A model of hnRNP C tetramer binding at silenced and enhanced alternative exons. hnRNP C protein monomers are depicted in yellow with the RRM domains in grey. The schematic RNA molecule is shown to contact the RRM domains via uridine tracts and the bZLM domains via electrostatic interactions. Binding of the RRM domains on both sides of an alternative exon results in silencing of exon inclusion (blue), whereas tetramer binding to the preceding intron enhances exon inclusion (red).
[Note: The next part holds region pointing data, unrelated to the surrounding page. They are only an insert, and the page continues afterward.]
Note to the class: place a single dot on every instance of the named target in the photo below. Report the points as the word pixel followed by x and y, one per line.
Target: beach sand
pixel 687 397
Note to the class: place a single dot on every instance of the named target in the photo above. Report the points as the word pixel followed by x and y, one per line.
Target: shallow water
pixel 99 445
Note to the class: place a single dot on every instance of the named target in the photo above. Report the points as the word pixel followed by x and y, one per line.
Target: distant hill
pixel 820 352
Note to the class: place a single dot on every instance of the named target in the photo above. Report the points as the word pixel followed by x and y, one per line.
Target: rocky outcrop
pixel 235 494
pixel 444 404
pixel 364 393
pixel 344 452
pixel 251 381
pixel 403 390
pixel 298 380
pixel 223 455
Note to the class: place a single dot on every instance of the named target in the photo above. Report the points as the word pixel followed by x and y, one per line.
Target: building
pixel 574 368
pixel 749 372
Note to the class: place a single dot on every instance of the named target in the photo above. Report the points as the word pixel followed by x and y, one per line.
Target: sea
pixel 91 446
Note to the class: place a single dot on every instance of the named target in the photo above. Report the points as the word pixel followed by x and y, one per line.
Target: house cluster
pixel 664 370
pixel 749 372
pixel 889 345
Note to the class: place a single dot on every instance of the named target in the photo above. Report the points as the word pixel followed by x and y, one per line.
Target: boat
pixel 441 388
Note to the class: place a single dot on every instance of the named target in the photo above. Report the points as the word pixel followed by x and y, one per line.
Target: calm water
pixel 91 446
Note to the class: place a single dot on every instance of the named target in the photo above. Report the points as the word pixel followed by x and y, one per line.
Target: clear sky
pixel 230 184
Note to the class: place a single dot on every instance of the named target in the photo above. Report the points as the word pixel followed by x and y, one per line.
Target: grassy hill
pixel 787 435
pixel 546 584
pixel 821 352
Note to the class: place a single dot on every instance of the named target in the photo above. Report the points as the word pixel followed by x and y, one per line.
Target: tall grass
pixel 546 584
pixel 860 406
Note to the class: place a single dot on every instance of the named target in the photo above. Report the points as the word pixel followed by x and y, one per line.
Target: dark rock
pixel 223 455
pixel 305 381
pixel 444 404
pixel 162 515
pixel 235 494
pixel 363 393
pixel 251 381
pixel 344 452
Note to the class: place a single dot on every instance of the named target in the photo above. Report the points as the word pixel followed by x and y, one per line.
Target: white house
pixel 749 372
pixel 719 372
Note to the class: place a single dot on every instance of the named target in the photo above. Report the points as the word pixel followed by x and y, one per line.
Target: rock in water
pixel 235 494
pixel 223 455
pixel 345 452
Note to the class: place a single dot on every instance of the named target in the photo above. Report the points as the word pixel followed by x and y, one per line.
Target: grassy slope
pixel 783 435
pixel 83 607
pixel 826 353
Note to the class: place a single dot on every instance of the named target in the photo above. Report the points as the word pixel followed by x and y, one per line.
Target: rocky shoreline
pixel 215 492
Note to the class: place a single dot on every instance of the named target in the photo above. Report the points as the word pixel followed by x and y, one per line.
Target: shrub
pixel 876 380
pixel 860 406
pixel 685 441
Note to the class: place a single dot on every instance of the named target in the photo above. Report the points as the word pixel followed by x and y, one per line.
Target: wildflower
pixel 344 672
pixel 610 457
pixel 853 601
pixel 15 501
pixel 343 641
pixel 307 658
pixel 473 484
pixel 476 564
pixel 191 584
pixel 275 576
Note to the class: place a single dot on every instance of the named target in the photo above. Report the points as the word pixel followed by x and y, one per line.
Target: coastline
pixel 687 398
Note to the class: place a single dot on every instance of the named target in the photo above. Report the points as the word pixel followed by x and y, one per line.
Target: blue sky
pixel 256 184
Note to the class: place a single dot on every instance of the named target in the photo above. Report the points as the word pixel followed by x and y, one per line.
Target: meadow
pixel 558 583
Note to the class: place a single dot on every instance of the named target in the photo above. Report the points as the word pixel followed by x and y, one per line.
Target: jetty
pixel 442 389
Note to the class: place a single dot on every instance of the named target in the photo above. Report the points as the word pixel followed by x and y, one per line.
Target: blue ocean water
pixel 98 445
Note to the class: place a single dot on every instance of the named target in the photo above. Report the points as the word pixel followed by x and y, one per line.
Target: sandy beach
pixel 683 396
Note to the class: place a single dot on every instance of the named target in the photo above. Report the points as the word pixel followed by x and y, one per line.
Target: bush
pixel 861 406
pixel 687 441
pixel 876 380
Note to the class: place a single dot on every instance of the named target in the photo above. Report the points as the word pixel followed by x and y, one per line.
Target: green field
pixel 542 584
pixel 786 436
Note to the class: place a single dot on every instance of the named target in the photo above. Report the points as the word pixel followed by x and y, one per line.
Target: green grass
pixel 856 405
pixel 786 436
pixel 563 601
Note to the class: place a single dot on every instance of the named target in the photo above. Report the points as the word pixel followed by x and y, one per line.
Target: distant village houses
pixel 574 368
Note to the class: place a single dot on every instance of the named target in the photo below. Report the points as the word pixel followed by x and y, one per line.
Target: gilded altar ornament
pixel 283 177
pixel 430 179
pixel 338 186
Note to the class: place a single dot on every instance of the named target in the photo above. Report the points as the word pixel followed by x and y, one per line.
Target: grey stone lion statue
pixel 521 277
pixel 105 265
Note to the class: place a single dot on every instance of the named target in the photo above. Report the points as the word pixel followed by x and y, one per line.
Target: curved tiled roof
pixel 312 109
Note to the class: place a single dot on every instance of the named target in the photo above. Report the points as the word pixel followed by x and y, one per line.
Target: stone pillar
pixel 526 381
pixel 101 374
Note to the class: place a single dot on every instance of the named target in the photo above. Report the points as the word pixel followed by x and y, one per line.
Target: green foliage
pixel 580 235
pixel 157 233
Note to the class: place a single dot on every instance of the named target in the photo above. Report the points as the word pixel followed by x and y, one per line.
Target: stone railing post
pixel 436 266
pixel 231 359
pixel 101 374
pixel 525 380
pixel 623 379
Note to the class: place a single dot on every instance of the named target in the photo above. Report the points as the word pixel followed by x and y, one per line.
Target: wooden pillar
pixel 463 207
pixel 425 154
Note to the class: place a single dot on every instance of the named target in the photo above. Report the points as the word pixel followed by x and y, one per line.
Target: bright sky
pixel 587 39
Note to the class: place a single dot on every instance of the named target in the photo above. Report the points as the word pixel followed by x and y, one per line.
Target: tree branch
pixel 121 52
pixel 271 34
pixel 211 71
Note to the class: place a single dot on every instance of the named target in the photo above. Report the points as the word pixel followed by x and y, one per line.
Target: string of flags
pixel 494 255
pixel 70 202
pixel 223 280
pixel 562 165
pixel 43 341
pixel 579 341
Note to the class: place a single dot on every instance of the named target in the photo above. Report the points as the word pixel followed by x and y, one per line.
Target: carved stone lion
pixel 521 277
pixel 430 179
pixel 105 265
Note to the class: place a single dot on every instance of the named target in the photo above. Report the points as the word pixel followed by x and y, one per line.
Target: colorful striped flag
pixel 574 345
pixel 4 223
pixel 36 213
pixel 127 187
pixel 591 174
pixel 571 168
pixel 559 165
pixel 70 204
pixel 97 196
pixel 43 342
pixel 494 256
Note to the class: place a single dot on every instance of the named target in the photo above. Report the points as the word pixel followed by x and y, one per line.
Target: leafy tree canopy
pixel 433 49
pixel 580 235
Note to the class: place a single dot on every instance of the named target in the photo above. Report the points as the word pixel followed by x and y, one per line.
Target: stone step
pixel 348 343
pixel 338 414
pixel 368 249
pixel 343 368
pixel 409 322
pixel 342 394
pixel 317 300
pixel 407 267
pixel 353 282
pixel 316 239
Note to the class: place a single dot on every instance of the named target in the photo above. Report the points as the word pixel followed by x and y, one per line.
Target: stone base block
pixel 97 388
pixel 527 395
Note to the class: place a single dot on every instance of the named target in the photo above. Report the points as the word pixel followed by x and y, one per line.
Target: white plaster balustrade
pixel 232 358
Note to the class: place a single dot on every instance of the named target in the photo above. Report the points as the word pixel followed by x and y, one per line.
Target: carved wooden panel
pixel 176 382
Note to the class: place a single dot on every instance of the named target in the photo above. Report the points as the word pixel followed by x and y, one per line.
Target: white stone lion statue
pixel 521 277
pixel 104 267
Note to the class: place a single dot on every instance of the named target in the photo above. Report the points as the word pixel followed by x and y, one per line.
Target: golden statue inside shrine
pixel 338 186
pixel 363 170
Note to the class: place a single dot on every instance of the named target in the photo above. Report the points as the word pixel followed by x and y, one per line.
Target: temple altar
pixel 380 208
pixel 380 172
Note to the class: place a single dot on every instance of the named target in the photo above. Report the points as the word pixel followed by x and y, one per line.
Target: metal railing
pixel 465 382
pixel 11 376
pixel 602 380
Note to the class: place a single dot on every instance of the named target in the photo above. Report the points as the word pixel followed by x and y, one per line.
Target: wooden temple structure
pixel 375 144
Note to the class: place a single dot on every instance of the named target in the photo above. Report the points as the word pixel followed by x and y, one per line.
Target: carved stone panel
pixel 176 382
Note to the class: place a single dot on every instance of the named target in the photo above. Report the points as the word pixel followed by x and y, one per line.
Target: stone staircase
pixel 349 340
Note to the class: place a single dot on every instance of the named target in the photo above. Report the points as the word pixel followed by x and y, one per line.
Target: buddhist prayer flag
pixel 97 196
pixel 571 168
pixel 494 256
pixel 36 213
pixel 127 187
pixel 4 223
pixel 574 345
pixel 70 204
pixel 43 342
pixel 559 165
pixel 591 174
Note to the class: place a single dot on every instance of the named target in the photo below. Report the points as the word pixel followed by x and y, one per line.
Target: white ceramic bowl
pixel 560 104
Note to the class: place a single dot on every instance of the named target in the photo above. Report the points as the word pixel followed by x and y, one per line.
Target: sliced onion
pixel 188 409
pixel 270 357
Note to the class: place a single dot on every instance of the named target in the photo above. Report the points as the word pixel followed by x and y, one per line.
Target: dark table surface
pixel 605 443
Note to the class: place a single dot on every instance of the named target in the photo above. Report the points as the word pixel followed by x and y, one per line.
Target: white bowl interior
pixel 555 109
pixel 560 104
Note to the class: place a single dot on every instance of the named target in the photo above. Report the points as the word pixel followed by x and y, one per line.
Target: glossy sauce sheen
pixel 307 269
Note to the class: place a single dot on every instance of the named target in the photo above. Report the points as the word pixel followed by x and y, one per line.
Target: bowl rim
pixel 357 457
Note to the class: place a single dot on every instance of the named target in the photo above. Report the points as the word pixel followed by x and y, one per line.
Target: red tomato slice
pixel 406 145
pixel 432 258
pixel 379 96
Even though hnRNP particles were found to form on nuclear RNAs more than 30 years ago, their function in pre-mRNA processing remained unresolved4-8. Here, we present nucleotide-resolution mapping of in vivo hnRNP C cross-link sites, which reveals a role of hnRNP particles in splicing regulation. Importantly, we found that binding of hnRNP particles is guided by the pre-mRNA sequence to determine the splicing outcome in a position-dependent manner. In particular, alternative exons are silenced by incorporation into the hnRNP particles, whereas binding to the preceding intron enhances inclusion of alternative exons. Early studies had hypothesized that hnRNP particles might function to organize long introns for efficient splicing30. This was based on the observation that long pre-mRNAs are highly compacted in hnRNP particles. In accordance with this hypothesis, we propose that hnRNP particles might act as ‘RNA nucleosomes’ that bind long regions of pre-mRNA, but maintain the correct splice sites accessible to the splicing machinery. The ability of iCLIP to study protein–RNA interactions with high resolution and in a quantitative manner holds promise for future studies of the structure and function of ribonucleoprotein complexes.